In the first build report, I covered off on the E-7’s cockpit. This time around, it’s on to the main assembly!
A Word About Eduard Kits
I like Eduard. A lot. I’m a big fan of their masks and photo etch sets. Their instructions are some of the best in the industry, and their decal sheets are top-notch (well, the ones that ship with the Profi-pack kits, at least). I also really like how they package their kits in tiers (though I prefer the Profi-packs with their more extensive marking options to the Weekend Edition kits).
But, I have to be honest, I’m not a big fan of how their kits fit together.
Let me be clear about this. Their kits do fit together. Apart from a few problem areas that I’ll get into, I had very little problem with misalignment or gaps.
It’s all in the how. Most kits have pretty positive location indicators. Locating pins or keyed tabs or whatnot to help guide pieces where they need to go. The older Eduard Yak-3 I built a few months ago didn’t use any locating pins, but it was such a simple build that it wasn’t a big deal. With the 109, Eduard shows that they’ve since adopted locating pins, but these are so few and so small that they’re pretty much useless. The best kits can use these positive location indicators to kind of hold themselves together to a degree, which is really useful for test-fitting or for attaching smaller pieces.
The E-7’s fit is much less positive. What would be a full-on pin on another kit is a little nubbin here. This made a few areas (such as the stabilizer supports or the underwing pitot tube) far more difficult to deal with than they should have been.
The Big Parts
The fuselage and wing assemblies build up pretty easily, so I won’t waste too many words on them. If you’ve ever glued fuselage halves together this is all old hat. The seams are a bit rough, and will need some fill and sand work, but there aren’t any major gaps. The only really noticeable problem area would probably have to be the lower scoop, where the two halves just look sloppy.
The wing is a slightly different story. The fit at the wing roots is actually quite good, but there’s a slight step in the leading edge, and the fit aft with the lower fuselage is just awful. Another headache with the wings – you’re forced to install the 20mm cannons ahead of time, so there’s no way to paint them separately and install them toward the end.
Given the design and way the cannon barrels protrude, there’s no reason they couldn’t have been engineered differently.
The stabilizers actually fit really well…but their supports are some of those pieces that have vague fit, so getting them situated is kind of touch-and-go.

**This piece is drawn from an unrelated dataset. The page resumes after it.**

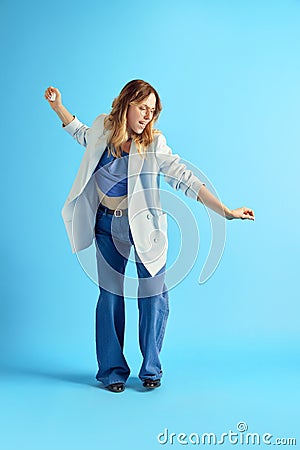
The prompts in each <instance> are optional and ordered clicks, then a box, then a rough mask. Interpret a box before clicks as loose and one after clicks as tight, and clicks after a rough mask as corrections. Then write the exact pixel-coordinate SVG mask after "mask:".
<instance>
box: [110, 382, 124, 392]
mask: <svg viewBox="0 0 300 450" xmlns="http://www.w3.org/2000/svg"><path fill="white" fill-rule="evenodd" d="M106 389H108V390H109V391H111V392H123V391H124V390H125V384H124V383H112V384H109V385H108V386H106Z"/></svg>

Every kit has its trouble spot. With this build, it was the cowl. Eduard designed the E-7 so you could build it with or without the cowl in place. I didn’t want to fuss with building up and detailing the DB601 engine, so I opted for a closed cowl.
This was a mistake.
The cowl fit is terrible. And worse still – the spinner and cowl were out of alignment.

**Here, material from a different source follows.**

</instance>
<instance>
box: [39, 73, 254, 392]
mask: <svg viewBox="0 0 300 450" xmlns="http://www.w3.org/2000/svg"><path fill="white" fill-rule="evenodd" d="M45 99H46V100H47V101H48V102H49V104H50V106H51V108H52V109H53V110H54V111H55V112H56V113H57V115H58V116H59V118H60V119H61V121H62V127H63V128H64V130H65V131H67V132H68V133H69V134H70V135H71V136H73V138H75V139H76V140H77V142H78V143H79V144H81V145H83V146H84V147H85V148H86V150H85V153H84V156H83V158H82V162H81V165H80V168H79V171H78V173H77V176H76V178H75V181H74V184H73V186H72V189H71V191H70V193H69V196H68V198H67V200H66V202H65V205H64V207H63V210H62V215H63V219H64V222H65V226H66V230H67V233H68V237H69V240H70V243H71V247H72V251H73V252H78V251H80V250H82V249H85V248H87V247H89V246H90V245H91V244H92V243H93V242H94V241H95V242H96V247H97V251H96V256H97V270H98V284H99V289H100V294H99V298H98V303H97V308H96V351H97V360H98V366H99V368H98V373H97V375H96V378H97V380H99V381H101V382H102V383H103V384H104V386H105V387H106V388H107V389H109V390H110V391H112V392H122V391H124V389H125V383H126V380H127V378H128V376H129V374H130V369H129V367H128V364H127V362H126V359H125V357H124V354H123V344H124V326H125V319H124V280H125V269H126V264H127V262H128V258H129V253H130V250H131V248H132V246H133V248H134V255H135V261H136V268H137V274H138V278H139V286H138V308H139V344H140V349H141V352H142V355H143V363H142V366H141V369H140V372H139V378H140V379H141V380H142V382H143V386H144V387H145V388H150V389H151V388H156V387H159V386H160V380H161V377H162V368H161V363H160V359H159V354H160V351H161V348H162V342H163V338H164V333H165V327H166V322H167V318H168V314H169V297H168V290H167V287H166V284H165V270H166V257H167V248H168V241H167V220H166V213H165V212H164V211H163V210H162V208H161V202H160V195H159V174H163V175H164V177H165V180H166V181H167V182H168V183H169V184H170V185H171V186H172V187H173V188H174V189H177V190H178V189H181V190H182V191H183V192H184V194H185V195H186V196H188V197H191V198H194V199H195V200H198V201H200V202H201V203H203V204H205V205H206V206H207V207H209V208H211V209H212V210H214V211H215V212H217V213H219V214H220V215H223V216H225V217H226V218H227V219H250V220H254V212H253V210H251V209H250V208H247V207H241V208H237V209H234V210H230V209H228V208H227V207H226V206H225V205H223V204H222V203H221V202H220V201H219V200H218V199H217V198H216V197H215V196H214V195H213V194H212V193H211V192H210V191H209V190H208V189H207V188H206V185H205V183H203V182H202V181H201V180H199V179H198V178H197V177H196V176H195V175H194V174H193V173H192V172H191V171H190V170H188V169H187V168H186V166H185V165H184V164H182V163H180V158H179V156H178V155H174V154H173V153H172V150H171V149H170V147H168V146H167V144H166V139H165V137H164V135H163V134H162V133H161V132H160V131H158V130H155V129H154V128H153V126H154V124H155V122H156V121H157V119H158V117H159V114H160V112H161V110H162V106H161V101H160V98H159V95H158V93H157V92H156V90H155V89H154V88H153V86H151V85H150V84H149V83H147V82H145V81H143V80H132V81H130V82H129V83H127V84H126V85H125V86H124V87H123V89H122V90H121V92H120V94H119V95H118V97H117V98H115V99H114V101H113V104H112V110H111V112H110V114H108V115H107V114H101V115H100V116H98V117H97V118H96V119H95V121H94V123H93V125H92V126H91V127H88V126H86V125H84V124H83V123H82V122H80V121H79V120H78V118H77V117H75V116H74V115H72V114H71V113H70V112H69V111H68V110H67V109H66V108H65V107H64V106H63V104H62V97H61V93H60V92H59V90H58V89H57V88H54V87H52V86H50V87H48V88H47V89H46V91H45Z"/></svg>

I fought this for a few days, then decided I wanted to go back and build up the engine after all. This necessitated ripping out the propeller shaft plate that got installed when the fuselage was closed up. Only it wouldn’t come out. Despite my best attempts and a broken #11 blade, I couldn’t get it out. But I did almost break the fuselage, so I decided to leave it alone.
On a whim, I tried test-fitting everything again, and lo and behold, the prop lined up perfectly!

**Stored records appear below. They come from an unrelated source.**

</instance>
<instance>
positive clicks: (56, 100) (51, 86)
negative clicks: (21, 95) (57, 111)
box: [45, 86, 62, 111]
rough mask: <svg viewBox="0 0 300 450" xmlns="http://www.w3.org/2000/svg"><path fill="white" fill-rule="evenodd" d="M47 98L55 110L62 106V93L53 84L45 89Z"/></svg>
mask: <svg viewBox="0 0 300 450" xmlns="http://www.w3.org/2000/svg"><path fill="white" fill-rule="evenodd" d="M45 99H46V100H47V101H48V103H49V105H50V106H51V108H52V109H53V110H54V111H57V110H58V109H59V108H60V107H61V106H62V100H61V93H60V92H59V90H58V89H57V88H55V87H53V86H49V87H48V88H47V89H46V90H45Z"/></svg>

I also had to paint and install the exhausts at this time, and dealt with the cowl fit issues by gluing some thick styrene strip inside the fuselage to keep the cowl properly aligned.
A few more detail parts, and the buildup is more or less complete!
Enter the Dragon
Right around the time I started breaking into this kit, I learned about Dragon/Cyber-Hobby’s new Battle of Britain-era 1/32 109E-4. The test shots looked phenomenal, and I managed to pick one up the other day. All I can say is…wow. This Eduard kit is pretty solid, but the Cyber-Hobby E-4 takes it to lunch and buys it a cheeseburger.
I’m actually planning to steal the E-4’s drop tank to use on the E-7, since 1) the E-4 didn’t carry a drop tank, which was a major catalyst for the E-7, and 2) the Dragon tank is probably the single best-looking drop tank I’ve ever encountered in any scale.
For now, though, it’s off to fill-and-sand purgatory for awhile.
Next up, painting the 109…which should be a treat, since I’ll be busting out Gunze-Sangyo Mr. Color paints.